Mark S. Pearce, Department of Child Health, University of Newcastle
upon Tyne, UK.

Fax (00)-44-191-2023060

EMAIL m.s.pearce@ncl.ac.uk

The syntax for the **gwr** commands is

**gwr **[varlist] [if exp] [in range], **east**(varname)
**north**(varname) options

**gwrgrid** [varlist] [if exp] [in range], **east**(varname)
**north**(varname) options

where the allowed options are

** saving(**filename**) dots reps(**#**) double eform family(**familyname**)
link(**linkname**) [ln]offset(**varname**) test bandwidth(**#**)
replace noconstant nolog scale(**x2|dev|#**) disp(**#**)
iterate(**#**) init(**varname**) outfile(**filename**) comma wide
mcsave(**filename**) sample(**#**)**

with an additional option for **gwrgrid**

** square(**#**)**

Description

The** gwr ** command applies geographically weighted regression
to a dataset containing geographical reference points. These points must
be defined in the gwr command using the **east**() and **north**()
‘options’.

The **gwrgrid** command is a slight variation which fits a grid
across the area defined by **east**() and **north**(). This method
is especially useful for large datasets where the gwr command can become
quite time consuming.

The essence of geographically weighted regression is that it allows different relationships between the dependent and independent variables to exist at different points, (x,y), in space. For a full discussion of this method see Brunsdon et al. (1996).

The **gwr** command produces a set of parameter estimates for a regression
at each point, i, at which there is an observation. The **gwrgrid**
command produces a set of parameter estimates at each grid square centroid.
Any grid square in which there are no observations is ignored. Using the
outfile() and saving() options these estimates can be explored in more
detail, for example using a geographical information system to map risk
estimates across space. In each regression the observations are weighted
by a function related to their distance from the point at which the regression
is being carried out. The actual function used depends upon a bandwidth
estimation which is carried out using a cross-validation approach. See,
for example Cleveland (1979) and Bowman (1984).
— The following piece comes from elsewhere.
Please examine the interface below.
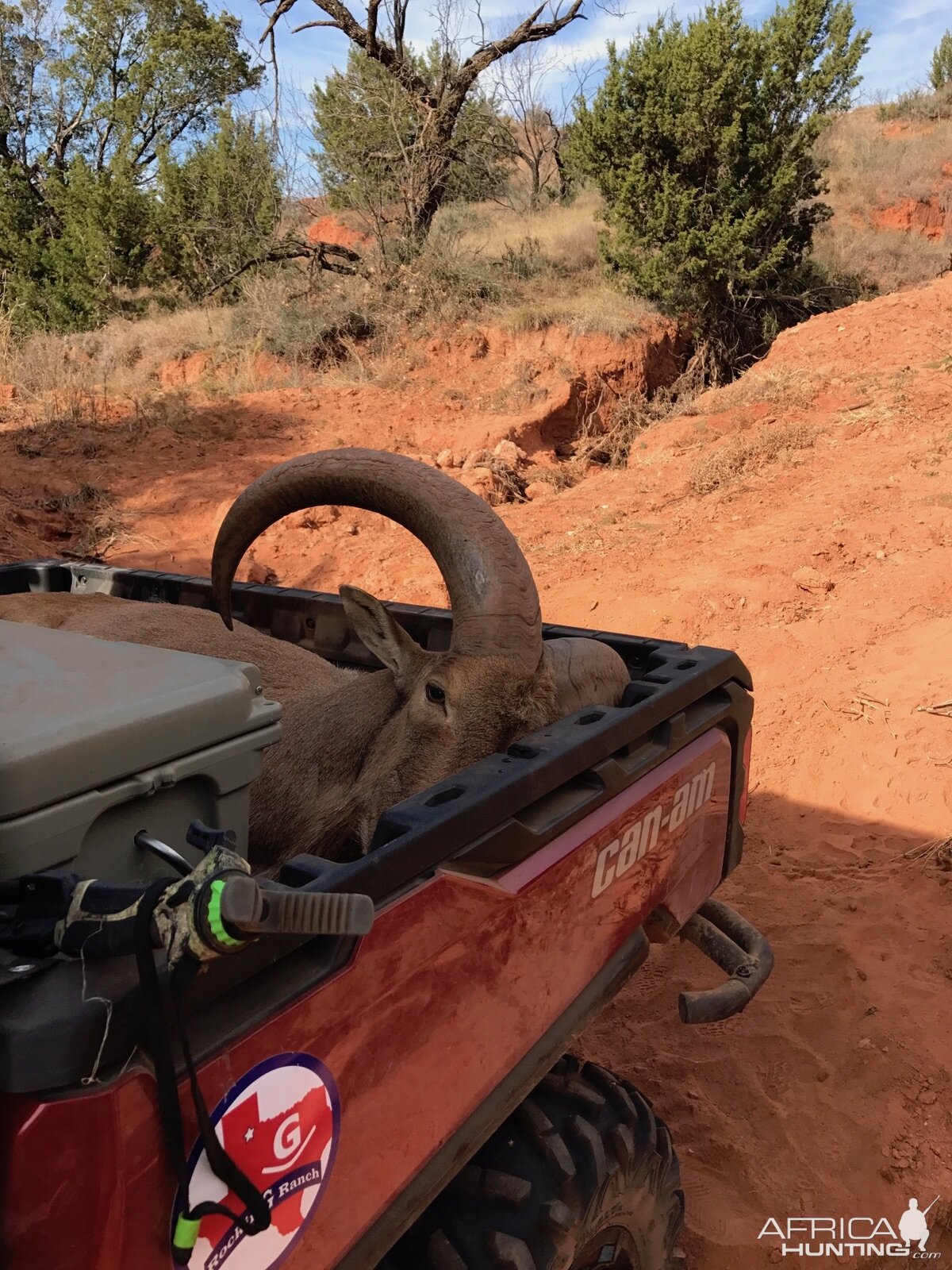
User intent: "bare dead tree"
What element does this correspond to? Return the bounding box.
[491,44,597,212]
[260,0,584,245]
The command is designed to test 2 hypotheses, both using a Monte Carlo simulation where the spatial points are randomly distributed amongst the data.

1. Does the geographically weighted regression model describe the data significantly better than a global regression model, the results of which are also shown in the output ?

2. Does the set of parameter estimates exhibit significant spatial variation
? This compares the standard deviations of the observed parameter estimates
(Si) with those from the Monte Carlo simulation.

__Options__

**test** requests that the first hypothesis be tested, i.e. that
the model produced by gwr describes the data significantly better than
a global model.

Not testing this hypothesis reduces the need to calibrate the bandwidth
for each run of the Monte Carlo simulation and so reduces the time the
command will take to run. The second hypothesis, concerning spatial variation
of the parameter estimates, is always carried out, using either the user-defined
bandwidth or the bandwidth estimated from the observed data.

If test is specified and convergence of the bandwidth not achieved
during the Monte Carlo simulation, a note is made in the results of how
many times convergence was not achieved. The significance level is adjusted
to ignore those runs where convergence was not achieved.

**bandwidth**(#) allows the bandwidth to be declared, eliminating
the need to calibrate the bandwidth and so saving time.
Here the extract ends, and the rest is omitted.